— Брось, Максим Егорыч, пустое это дело. Никаких богов нет... Я вот в Красной Армии был, и в городе там, в соборе, мощи были выставлены разные. Труха одна, опилки да вата...
У маячника часто вздрагивала бородка.
— Все знаю, Митрий, а подумать боязно... Я вот, видишь, на самом краю света живу, один.... Разыграется непогода, штормяк да молния, гром да дождь — ну, и господь-бог сейчас же на ум, а тут икона висит. Вот и молишься, один на один с погодой... И в море бывало так же: ударит, вскинется штормяк, страх возьмет, и полезешь в пазуху за крестом: тут ли спаситель?..

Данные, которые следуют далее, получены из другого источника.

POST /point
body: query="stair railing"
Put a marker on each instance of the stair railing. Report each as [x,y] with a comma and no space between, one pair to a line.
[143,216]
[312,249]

Искоса взглянув иа икону, маячник поднялся и выпил подряд две стопки водки. Он уже и до этого охмелел, и теперь, пошатываясь, прошел к сундучку; вытащив полотенце, сумрачно сказал:
— Не могу глядеть... Неловко как-то и боязно будто... И чую — ругаться сейчас начну с ним из-за Глушки. Э-эх!..
Он придвинул в угол табурет и, встав на него, прикрыл икону полотенцем.
— Легче так... — тихонько промолвил Егорыч и, спрыгнув с табурета, покачиваясь, подошел к ловцу. — А ты, Митрий, как выздоровеешь, вынеси мне икону из дома. У самого рука не поднимается. Один грех с ней, с иконой-то...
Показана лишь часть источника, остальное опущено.